14. И вот однажды — не припомню, по какой причине Небридий отсутствовал, приходит к нам домой, ко мне и к Алипию, некий Понтициан, наш земляк, поскольку он был уроженцем Африки, занимавший видное место при дворе; не помню, чего он хотел от нас. Мы сели побеседовать. Случайно он заметил на игорном столе, стоявшем перед нами, книгу, взял ее, открыл и неожиданно наткнулся на Послания апостола Павла, а рассчитывал найти что-либо из книг, служивших преподаванию, меня изводившему. Улыбнувшись, он с изумлением взглянул на меня и поздравил с тем, что эти и только эти книги вдруг оказались, у меня перед глазами. Он был верным христианином и неоднократно простирался пред Тобой, Боже наш, часто и длительно молясь в церкви. Когда я объяснил ему, что я больше всего занимаюсь Писанием, зашел у нас разговор (он стал рассказывать) об Антонии, египетском монахе, изрядно прославленном среди рабов Твоих, но нам до того часа неизвестном. Узнав об этом, он только о нем и стал говорить, знакомя невежд с таким человеком и удивляясь этому нашему невежеству. Мы остолбенели: по свежей памяти, почти в наше время неоспоримо засвидетельствованы чудеса Твои, сотворенные по правой вере в Православной Церкви. Все были изумлены: мы — величием происшедшего; он — тем, что мы об этом не слышали.
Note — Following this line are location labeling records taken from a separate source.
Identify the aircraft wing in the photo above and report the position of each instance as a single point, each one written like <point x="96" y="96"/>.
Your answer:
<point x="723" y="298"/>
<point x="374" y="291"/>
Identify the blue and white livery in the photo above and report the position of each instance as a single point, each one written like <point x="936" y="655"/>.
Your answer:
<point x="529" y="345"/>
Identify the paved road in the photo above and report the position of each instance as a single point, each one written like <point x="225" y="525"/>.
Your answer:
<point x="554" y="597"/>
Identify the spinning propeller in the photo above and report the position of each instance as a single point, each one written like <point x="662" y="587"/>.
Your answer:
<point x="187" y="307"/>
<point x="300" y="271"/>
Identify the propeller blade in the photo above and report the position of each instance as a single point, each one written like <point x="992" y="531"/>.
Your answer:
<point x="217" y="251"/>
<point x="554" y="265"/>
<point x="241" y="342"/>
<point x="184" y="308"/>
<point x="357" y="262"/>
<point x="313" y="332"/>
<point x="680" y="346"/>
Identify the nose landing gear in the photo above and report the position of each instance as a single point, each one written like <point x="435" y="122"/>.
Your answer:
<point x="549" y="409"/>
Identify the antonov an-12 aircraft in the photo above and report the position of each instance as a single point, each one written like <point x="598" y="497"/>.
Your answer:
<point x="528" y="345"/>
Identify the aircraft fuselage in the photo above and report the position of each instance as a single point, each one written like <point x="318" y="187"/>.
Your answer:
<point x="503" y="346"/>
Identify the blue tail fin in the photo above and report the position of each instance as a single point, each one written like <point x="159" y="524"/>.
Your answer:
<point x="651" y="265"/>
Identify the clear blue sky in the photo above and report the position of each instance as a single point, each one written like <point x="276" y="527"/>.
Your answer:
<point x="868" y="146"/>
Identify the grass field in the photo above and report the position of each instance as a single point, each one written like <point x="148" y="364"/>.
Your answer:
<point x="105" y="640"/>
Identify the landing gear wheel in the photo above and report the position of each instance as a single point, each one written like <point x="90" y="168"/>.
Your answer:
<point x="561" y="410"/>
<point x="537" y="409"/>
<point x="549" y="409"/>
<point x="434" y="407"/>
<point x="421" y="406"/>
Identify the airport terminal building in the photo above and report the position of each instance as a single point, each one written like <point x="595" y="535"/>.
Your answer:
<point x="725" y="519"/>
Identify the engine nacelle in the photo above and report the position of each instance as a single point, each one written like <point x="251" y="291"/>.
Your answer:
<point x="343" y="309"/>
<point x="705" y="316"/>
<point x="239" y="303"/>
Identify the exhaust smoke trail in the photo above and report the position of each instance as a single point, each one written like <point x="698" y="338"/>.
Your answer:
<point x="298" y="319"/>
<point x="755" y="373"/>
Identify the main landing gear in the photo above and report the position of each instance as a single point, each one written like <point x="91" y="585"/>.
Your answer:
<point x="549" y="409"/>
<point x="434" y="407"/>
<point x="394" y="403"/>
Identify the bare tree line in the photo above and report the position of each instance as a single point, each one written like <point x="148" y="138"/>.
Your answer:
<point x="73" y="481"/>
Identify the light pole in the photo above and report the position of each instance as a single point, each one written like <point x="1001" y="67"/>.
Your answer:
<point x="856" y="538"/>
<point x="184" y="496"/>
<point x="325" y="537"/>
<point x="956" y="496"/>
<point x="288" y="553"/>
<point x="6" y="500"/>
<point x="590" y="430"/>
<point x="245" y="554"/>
15. Отсюда завел он речь о толпах монахов, об их нравах, овеянных благоуханием Твоим, о пустынях, изобилующих отшельниками, о которых мы ничего не знали. И в Медиолане, за городскими стенами, был монастырь, полный добрых братьев, опекаемых Амвросием, и мы о нем не ведали. Он продолжал говорить, и мы внимательно, молча, слушали. Тут перешел он к другому рассказу: он и три других товарища его были однажды в Тревирах, и когда император после полудня глядел на цирковые зрелища, они вышли погулять в парк, начинавшийся за городскими стенами. Прохаживались они парами; он и еще кто-то с ним вместе отделились, а двое других тоже отделились и пошли в другую сторону. Бродя туда-сюда, они набрели на хижину, где жили некие рабы Твои, «нищие духом, каковых есть Царство Небесное», и нашли там книгу, в которой описана была жизнь Антония. Один из них стал ее читать: дивится, загорается, читает и замышляет кинуться в такую жизнь: оставить мирскую службу и служить Тебе. Оба они были агентами тайной полиции. И вот внезапно, полный святой любви и чистого стыда, гневаясь на себя, обратил он глаза на друга и говорит ему: «Скажи, пожалуйста, чего домогаемся мы всем трудом своим? чего ищем? ради чего служим? можем ли мы на службе при дворе надеяться на что-либо большее, чем на звание „друзей императора“? а тогда все прочно и безопасно? через сколько опасностей приходишь к еще больщей опасности? и когда это будет? а другом Божиим, если захочу, я стану вот сейчас».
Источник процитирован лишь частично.